Sunday, April 27, 2008

The Test

Read the entry titled “The Scare” below, as it will make this entry make a little more sense. This happened last Thursday.

To both set an example and actually know how a test was conducted, a nearby volunteer, Adam, and I decided to go to the clinic to see what it was like to be tested for HIV here in rural South Africa. We are also organizing an event, where we plan on educating the villagers about the virus and felt a little hypocritical telling people to get tested, if we hadn’t been tested ourselves. This way we would know exactly what went on behind the closed door of the testing room.

So we walked into the clinic and asked about getting an HIV test (hopefully the villagers aren’t getting the wrong idea about us… one of our friends had already laughed that we were going to go Brokeback ~ a reference to movie where they are two gay cowboys). They were a bit surprised, perhaps by our openness to getting tested, or perhaps because they think it is a disease that wouldn’t affect the makgoa, the white men.

We waited around for a bit, as some of the staff were on a lunch break, and then we were ushered into a room where the counseling and testing was done. We explained what we were doing and that we would like to take pictures, and so, she told us, that was ok, though she seemed a little confused at our ease that another person would watch the test being administrated. We asked if we could use the pictures in publications- yes. So the pre-test counseling began. First did I know what HIV was and how it was transmitted? Yes, it was a virus that attacks the human immune system and is contracted through bodily fluids, such as blood, semen and breast-milk. Then came the questions that I hadn’t thought about before, how would I react to a positive result?

Um, wow. I hadn’t thought of this. I knew I was negative, but how would I react? I answered as best I could that I would be shocked, as I would have no clue where I would have contracted the virus. I would probably tell my family and friends and discuss my options with a doctor. Then I would, though probably haltingly, get on with my life.

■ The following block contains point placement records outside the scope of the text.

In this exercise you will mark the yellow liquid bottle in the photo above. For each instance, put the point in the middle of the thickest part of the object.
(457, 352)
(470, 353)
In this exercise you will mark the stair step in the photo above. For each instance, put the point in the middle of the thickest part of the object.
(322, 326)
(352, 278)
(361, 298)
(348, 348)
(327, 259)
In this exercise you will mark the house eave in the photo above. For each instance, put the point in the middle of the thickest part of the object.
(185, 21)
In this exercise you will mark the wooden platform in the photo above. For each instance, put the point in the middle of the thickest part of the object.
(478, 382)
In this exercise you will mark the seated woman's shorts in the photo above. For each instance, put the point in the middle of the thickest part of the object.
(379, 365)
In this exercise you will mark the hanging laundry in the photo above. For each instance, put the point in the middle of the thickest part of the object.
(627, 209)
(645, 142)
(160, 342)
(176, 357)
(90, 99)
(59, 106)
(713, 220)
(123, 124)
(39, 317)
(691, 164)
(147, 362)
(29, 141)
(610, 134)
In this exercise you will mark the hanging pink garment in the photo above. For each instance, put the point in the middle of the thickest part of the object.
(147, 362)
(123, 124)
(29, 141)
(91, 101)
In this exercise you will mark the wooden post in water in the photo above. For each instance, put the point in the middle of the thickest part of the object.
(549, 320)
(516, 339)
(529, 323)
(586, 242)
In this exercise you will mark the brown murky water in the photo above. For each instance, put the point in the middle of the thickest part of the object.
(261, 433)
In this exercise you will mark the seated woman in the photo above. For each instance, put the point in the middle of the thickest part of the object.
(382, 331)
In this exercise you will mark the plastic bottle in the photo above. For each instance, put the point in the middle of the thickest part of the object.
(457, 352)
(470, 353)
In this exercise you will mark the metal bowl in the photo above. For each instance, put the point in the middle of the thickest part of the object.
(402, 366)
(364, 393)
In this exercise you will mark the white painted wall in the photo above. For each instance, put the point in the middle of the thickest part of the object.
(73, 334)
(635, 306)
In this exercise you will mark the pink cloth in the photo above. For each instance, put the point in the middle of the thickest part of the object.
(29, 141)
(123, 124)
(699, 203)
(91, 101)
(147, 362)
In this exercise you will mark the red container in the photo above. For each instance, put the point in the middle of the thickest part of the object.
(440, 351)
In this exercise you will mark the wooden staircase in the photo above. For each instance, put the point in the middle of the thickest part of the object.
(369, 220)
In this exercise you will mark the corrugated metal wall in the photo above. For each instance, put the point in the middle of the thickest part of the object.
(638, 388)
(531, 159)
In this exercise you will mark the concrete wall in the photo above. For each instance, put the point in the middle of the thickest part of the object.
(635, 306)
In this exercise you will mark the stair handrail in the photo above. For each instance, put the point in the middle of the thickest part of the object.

It was then that the irrational fear crept in. How would I really react to a positive test? What if everyone had been wrong about me cutting myself with the knife? What if I was the first documented anomaly? The fear of the unknown was back. I was nervous.

Then it was time to sign the form saying that I had gone through the counseling. Ok not too bad. Why was I nervous? I really didn’t have anything to fear. At the same time, I realized that if I was going through this fear and I really had nothing to fear, I could only imagine what others who had engaged in more risky behaviors would be going through.

Then a few questions about my age, nationality (race), whether I had sex, and if I had sex did I use protection, and it was time for the test. Then we went through what the test would entail. A nurse, not the counselor, would come in to prick my finger. She told me to relax and asked me how I felt. I said nervous.

Ok done. A small prick. Not too bad. Like getting tested for iron before donating blood… though I have felt faint after that.

Then the blood would drip into at small hole on a testing device. They would then add a few drops of a solution. I felt her squeeze, a little more pain..

The mixture would travel up a strip in the test. If one line showed up near the end of the test, I was negative, if one showed up at the beginning of the strip and the end, I was positive. If I was positive, they would do another test. If that was positive, they would send out my blood for an ELISA (a very sensitive assay).

Now it was time to wait. Slowly the mixture advanced… this was agonizing. Seconds elapsed… why was I nervous? I couldn’t have gotten the virus. Unless there was something that scientists didn’t know? More seconds went by. Maybe a minute.


The line stopped. One line. Negative. Phew. I could breathe normally again.

Adam was next. He was also nervous. We both had waived our privacy rights so we could document what happened. Time for me to take pictures.

We then went through post-testing counseling in which we were asked how we felt- relieved. Then a reminder on how to avoid contracting HIV and we were done.

The counselor took an interest in what we were doing and we are now working on a brochure explaining what happens during the test. The more people now about what will happen, the less they will fear.

Then it was off to a meeting at a local NGO about setting up our event, which is a tournament to encourage learners to make good life choices and bolster their confidence. We plan on hosting a soccer tournament between the primary schools and then having a healthy living celebration afterwards. Some speeches, traditional dancing, etc. Anyone that gets tested for HIV will receive a bracelet handmade by a women’s group (soon to be founded) in the village. We’re still hashing out the details, but our counterpart seems quite excited about it, as are we. Ok, more updates to come soon.